Having felt China’s influence before, this week it is important to keep an eye on the communist state as they gear up for their 19th National Congress of the Communist Party of China (CPC).
This form of elections essentially for the totalitarian party will see some reshuffling and power plays between top officials who either fall on the conservative side, or the progressive. In the middle is Bitcoin, and it is being used as a powerful political pawn.
Held every five years, the party congress elects the party’s top officials. It is also a forum for a showdown between the conservative forces of the party, which want to preserve the old system of central planning and state ownership and control of key industries - including banking - and the progressive forces, which want to limit government ownership and control of the economy.
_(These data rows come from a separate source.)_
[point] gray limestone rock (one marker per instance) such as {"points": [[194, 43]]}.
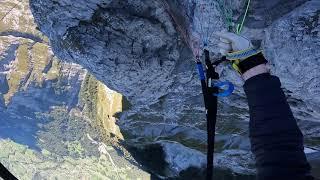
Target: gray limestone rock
{"points": [[144, 49]]}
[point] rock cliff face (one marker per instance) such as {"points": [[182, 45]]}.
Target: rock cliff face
{"points": [[57, 120], [144, 49]]}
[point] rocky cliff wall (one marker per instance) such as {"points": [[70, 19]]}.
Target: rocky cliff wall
{"points": [[57, 120], [144, 49]]}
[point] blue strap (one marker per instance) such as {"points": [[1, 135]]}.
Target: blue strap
{"points": [[220, 85]]}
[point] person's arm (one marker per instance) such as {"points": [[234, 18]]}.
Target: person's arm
{"points": [[276, 140]]}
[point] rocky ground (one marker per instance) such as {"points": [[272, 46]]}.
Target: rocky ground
{"points": [[145, 50], [57, 120]]}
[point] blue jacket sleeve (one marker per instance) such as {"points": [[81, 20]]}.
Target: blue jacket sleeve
{"points": [[276, 140]]}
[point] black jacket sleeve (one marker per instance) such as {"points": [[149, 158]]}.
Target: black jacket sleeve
{"points": [[276, 140]]}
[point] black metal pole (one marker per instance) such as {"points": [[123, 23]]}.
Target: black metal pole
{"points": [[211, 103]]}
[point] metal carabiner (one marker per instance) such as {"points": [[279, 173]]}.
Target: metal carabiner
{"points": [[222, 85]]}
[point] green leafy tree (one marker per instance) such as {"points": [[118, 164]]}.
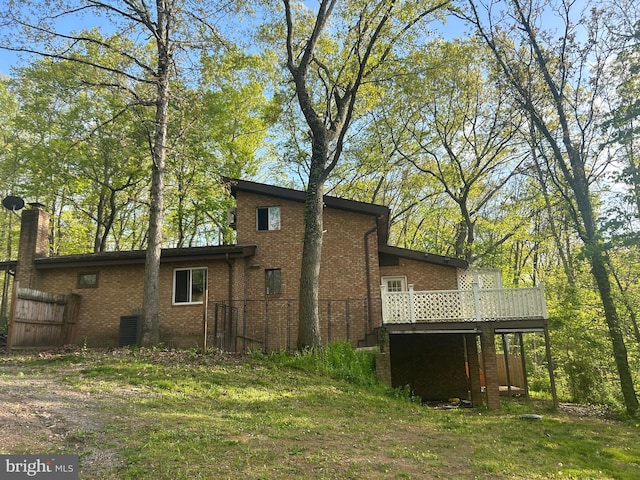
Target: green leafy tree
{"points": [[557, 84], [334, 57]]}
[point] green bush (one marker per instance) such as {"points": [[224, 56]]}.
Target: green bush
{"points": [[339, 360]]}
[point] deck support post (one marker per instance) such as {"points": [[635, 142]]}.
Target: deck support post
{"points": [[524, 367], [552, 381], [473, 363], [505, 351], [490, 362]]}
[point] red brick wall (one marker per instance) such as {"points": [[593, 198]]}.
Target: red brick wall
{"points": [[119, 293], [343, 270], [343, 273]]}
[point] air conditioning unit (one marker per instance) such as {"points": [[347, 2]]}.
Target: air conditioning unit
{"points": [[231, 217]]}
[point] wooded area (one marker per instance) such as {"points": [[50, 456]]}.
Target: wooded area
{"points": [[503, 133]]}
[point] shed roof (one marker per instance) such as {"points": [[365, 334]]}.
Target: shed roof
{"points": [[138, 257]]}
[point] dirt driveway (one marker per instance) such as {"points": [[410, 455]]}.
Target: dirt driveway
{"points": [[40, 414]]}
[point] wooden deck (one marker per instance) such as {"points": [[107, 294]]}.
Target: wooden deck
{"points": [[464, 311]]}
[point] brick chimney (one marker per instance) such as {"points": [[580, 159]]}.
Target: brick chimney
{"points": [[34, 243]]}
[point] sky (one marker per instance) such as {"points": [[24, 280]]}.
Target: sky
{"points": [[9, 59]]}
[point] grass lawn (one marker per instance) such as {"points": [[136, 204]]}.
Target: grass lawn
{"points": [[181, 415]]}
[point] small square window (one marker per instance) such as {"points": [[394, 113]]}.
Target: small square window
{"points": [[189, 285], [395, 284], [268, 218], [273, 281], [88, 280]]}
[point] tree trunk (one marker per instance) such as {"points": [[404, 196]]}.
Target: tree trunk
{"points": [[151, 327], [309, 320], [598, 268]]}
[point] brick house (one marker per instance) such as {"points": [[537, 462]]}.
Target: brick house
{"points": [[244, 296]]}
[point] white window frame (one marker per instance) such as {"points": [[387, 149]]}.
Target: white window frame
{"points": [[270, 218], [190, 286], [266, 283], [395, 278]]}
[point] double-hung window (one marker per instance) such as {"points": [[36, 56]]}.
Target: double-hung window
{"points": [[268, 218], [273, 281], [189, 285]]}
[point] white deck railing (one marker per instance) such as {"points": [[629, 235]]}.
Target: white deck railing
{"points": [[463, 305]]}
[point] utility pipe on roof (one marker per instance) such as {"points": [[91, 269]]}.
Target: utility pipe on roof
{"points": [[230, 293]]}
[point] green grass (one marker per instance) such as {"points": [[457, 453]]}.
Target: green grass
{"points": [[181, 415]]}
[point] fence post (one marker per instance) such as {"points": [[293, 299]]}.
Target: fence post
{"points": [[288, 325], [205, 326], [412, 313], [11, 326], [476, 301], [543, 300], [383, 298], [266, 327], [347, 318], [328, 321]]}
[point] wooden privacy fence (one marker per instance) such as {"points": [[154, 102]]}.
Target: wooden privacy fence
{"points": [[41, 319]]}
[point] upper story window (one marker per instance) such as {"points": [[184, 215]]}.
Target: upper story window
{"points": [[268, 218], [273, 281], [88, 280], [189, 285]]}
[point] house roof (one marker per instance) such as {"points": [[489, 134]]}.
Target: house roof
{"points": [[138, 257], [386, 250], [381, 212]]}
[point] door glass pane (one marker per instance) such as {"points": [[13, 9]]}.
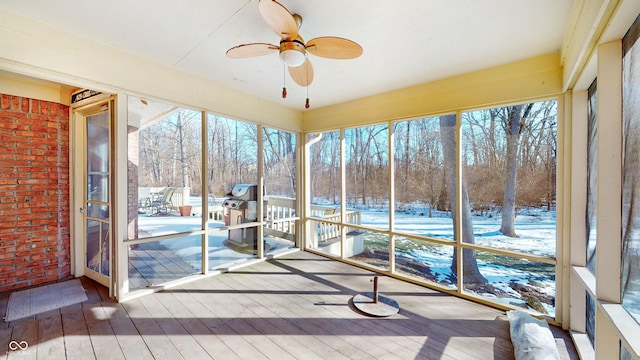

"Understandably then Bitcoin is the new hammer and sickle of the progressive group while it flies in the face of the conservative traditionalists. This, many believed, is why it was banned in the first place, as a power play by the traditionalists."
Something similar seemed to happen back in 2011, at the 18th Congress, as Beijing went after a controversial Chinese corporate structure, Variable Interest Entity (VIE). This structure had allowed Chinese companies to list their shares in US exchanges through “reverse mergers.”
However, this was not successful as Chinese Internet stocks crashed soon after.
The congress begins on October 18, and its outcome could have a huge bearing on Bitcoin in the country - whether dooming it totally, or even lifting the regulatory bans.
When China decided to ban, firstly, ICOs, and then exchanges, there was a tangible drop in price that was felt across the world. This sent the digital currency skidding from $5,100 down to close to $3,100.
However, the Bitcoin price has recovered, and in fact reached new all time highs.
At the same time, the ride may not be over, for even though the ban was touted as temporary, if the conservatives get the upper hand in the convention there could be more violent volatility to be faced.